Neta C. Crawford, a professor and chair of political science at Boston University, said democracy is the antidote to militarism, extreme materialism and racism. Members of Congress are tightly connected to military bases and defense contractors in their districts based on the belief that the military-industrial complex creates good jobs. Crawford said we need break this misconception with solid analysis that shows military spending actually produces fewer jobs and what we could be doing instead.

Daniel McCarthy, editor of Modern Age: A Conservative Review and editor-at-large of The American Conservative, noted the irony that U.S. military adventures abroad are framed as antiracist. When he opposed the Iraq War, he was accused of being against Arab democracy and therefore racist. He lamented that we need to find something for the part of industrial America that has been declining, not necessarily related to militarism but to make things that people want to buy.

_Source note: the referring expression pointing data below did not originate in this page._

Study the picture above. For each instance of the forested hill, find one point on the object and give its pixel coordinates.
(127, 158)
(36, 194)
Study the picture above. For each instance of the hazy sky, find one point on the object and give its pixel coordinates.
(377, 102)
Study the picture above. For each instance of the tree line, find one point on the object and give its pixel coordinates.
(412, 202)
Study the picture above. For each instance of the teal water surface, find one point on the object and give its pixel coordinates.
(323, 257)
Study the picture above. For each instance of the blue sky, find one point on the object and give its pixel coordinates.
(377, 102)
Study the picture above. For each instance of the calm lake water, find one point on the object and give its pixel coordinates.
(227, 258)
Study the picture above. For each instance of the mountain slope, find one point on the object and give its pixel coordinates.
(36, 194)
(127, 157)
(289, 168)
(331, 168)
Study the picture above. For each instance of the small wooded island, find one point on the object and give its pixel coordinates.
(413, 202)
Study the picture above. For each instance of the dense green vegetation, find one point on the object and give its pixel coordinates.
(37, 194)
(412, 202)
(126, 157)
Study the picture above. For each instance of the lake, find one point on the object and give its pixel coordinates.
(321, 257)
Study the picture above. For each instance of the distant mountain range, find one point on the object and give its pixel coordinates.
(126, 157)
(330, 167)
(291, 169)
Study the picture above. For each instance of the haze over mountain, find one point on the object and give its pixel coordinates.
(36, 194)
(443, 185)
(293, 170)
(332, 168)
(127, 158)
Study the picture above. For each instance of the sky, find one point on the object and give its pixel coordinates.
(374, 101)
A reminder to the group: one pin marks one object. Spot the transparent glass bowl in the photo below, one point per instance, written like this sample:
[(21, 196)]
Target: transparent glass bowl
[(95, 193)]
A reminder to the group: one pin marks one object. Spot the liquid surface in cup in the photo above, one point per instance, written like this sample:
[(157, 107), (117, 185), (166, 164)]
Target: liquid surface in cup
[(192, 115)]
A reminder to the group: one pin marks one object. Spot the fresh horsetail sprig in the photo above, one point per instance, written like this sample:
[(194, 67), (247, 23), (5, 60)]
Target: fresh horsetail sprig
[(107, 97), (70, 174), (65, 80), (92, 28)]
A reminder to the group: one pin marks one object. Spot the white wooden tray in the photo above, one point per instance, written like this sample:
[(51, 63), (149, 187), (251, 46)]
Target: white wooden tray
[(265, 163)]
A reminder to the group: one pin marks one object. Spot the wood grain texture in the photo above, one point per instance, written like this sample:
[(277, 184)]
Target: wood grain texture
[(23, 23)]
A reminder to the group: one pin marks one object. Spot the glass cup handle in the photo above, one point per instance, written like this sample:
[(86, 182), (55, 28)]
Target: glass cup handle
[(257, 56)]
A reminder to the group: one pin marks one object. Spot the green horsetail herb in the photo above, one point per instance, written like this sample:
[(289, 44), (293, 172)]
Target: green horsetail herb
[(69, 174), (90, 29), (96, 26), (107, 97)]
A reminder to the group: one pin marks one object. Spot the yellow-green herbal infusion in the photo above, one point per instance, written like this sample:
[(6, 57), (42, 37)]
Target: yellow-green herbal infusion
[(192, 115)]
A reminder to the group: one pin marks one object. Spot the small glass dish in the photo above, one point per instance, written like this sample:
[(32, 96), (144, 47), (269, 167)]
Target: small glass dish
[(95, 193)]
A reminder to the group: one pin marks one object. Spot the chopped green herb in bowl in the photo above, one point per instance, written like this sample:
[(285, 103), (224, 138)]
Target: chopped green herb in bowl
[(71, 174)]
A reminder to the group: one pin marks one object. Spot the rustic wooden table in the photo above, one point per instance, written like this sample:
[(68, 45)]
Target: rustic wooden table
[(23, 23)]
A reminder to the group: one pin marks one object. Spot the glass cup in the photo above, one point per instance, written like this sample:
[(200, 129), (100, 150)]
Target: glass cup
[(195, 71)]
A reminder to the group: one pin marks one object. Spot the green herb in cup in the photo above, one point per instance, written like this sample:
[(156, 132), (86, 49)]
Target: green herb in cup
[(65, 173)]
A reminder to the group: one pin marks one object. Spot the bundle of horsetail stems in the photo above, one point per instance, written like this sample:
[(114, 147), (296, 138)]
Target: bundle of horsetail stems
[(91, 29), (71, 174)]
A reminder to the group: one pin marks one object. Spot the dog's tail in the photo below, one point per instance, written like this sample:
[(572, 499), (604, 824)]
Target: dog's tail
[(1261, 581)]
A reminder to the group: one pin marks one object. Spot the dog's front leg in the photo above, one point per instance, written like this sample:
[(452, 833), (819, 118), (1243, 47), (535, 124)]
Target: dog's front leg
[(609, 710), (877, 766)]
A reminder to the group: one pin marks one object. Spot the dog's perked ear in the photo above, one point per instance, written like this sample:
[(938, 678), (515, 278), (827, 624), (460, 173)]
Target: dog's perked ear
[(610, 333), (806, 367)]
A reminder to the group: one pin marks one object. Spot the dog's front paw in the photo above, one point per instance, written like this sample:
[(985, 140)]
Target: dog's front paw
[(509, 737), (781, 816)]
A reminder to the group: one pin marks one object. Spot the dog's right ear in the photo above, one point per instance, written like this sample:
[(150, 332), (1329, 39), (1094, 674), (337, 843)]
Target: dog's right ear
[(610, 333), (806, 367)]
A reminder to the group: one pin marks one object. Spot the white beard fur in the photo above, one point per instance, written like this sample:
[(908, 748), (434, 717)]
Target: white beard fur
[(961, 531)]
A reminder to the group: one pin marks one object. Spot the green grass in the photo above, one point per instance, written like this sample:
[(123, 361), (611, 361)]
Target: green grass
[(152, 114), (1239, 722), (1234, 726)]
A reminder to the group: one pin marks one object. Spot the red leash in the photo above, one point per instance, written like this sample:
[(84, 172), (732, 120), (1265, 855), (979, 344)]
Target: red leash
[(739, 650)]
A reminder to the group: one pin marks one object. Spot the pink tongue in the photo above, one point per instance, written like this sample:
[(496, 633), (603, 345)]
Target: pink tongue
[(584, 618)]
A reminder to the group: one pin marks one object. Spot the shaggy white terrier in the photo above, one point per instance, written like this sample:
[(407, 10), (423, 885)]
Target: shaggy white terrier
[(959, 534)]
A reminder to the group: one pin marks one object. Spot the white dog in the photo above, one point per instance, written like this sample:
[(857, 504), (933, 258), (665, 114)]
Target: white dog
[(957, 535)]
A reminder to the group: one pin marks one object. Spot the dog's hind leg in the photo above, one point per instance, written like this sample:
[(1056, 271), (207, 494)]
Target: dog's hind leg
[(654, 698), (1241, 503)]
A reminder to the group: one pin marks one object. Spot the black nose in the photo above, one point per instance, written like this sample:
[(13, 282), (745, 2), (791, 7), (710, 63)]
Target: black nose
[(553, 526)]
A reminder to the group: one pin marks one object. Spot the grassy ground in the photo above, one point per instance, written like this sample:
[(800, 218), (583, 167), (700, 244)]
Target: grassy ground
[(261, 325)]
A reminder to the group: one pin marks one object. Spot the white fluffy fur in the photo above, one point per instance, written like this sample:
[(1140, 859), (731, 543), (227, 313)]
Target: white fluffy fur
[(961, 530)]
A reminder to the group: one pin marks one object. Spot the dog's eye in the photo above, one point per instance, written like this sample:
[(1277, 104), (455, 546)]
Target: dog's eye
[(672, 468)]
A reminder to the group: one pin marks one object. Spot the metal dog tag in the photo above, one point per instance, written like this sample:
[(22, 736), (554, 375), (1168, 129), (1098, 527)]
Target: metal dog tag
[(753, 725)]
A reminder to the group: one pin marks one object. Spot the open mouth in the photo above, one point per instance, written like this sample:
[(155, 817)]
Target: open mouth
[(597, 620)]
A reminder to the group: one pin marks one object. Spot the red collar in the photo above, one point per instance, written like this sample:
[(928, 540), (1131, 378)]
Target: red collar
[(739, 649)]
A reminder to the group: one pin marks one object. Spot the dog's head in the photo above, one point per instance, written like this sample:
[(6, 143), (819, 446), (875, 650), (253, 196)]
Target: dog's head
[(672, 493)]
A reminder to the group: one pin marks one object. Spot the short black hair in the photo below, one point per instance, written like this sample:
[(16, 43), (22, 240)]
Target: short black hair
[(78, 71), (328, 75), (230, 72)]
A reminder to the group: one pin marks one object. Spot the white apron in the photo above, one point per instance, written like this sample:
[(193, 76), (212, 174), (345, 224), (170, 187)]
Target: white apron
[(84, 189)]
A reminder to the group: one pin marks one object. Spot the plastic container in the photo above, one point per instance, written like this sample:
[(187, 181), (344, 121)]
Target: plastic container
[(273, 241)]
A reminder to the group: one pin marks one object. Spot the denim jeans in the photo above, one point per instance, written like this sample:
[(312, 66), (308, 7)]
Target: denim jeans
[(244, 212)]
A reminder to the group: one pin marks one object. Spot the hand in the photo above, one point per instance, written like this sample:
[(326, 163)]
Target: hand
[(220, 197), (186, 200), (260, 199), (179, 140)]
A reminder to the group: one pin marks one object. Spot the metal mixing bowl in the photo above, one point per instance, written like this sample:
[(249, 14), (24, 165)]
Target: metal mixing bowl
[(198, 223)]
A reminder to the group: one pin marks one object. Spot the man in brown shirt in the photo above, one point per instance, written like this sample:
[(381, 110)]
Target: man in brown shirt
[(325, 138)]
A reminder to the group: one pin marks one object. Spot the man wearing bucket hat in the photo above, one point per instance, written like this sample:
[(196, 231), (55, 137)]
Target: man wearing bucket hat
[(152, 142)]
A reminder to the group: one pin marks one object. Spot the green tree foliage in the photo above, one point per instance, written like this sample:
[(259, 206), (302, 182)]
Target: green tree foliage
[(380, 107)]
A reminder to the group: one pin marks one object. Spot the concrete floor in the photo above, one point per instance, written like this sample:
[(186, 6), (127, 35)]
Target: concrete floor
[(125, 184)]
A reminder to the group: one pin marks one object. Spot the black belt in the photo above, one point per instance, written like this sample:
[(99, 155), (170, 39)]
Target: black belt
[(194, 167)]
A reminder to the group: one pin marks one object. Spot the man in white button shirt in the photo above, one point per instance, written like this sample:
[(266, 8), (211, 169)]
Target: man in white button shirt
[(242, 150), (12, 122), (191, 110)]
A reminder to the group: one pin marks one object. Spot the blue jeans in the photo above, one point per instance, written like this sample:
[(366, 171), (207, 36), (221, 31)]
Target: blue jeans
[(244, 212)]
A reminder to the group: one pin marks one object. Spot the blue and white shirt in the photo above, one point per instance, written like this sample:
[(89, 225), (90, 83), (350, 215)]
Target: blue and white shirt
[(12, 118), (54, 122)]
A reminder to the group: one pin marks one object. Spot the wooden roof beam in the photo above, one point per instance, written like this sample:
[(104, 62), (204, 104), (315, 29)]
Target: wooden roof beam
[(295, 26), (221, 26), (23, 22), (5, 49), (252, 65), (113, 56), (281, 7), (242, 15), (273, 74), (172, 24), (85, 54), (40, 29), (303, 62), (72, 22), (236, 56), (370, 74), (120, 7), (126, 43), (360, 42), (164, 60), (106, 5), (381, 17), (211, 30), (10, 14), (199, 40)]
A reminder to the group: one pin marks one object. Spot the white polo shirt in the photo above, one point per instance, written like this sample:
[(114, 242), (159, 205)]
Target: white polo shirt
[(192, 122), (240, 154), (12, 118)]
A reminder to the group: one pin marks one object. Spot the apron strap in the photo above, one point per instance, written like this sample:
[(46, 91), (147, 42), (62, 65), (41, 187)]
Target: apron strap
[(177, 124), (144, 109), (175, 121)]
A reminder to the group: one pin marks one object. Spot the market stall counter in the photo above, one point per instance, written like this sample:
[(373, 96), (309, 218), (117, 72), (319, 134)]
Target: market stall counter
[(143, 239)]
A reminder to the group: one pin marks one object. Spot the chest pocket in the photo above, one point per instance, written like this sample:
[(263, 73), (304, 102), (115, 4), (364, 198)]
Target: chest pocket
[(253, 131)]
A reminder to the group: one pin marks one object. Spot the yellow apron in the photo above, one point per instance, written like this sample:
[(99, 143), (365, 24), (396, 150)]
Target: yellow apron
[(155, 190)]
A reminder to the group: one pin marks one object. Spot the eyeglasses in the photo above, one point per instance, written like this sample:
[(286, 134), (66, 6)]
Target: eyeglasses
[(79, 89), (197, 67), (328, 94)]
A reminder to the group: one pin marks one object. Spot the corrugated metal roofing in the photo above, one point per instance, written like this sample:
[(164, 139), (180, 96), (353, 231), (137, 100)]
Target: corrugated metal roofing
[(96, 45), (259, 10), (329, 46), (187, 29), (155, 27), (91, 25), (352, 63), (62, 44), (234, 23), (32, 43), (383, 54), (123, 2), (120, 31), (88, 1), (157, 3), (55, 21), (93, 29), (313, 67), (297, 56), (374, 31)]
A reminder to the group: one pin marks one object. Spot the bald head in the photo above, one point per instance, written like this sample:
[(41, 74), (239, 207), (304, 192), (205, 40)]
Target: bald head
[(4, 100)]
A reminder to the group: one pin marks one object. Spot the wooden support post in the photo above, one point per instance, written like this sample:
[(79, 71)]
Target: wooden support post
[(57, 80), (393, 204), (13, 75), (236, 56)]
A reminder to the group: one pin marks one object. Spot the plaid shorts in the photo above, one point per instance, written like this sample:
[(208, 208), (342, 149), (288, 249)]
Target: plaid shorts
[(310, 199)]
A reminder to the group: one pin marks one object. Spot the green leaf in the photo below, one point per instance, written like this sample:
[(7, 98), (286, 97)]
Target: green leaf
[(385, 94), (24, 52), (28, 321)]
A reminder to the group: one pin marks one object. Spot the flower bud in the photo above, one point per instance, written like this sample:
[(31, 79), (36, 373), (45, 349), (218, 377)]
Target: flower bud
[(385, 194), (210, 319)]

Justice and belonging in New England

This webinar surfing spree came as NEBHE renewed its focus on diversity, equity and inclusion. The terms “justice” and “belonging” are sometimes also added to the collection of values that used to be disparaged as so much p.c. Moreover, “diversity” is not enough on its own because, as one New England college president recently told his colleagues, people can feel welcomed but also disadvantaged. NEBHE has also looked at the concept of “reparative” justice as a way to recognize that fighting racial oppression should not be responsive to specific past wrongs, but rather, driven by the understanding that the past, present and future exist together.

To be sure, New England will thrive only if its education systems promote inclusion and excellence for learners of all backgrounds, cultures, age groups, lifestyles and learning styles in an environment that promotes justice and equity in a diverse, multicultural world.

John O. Harney is executive editor of The New England Journal of Higher Education.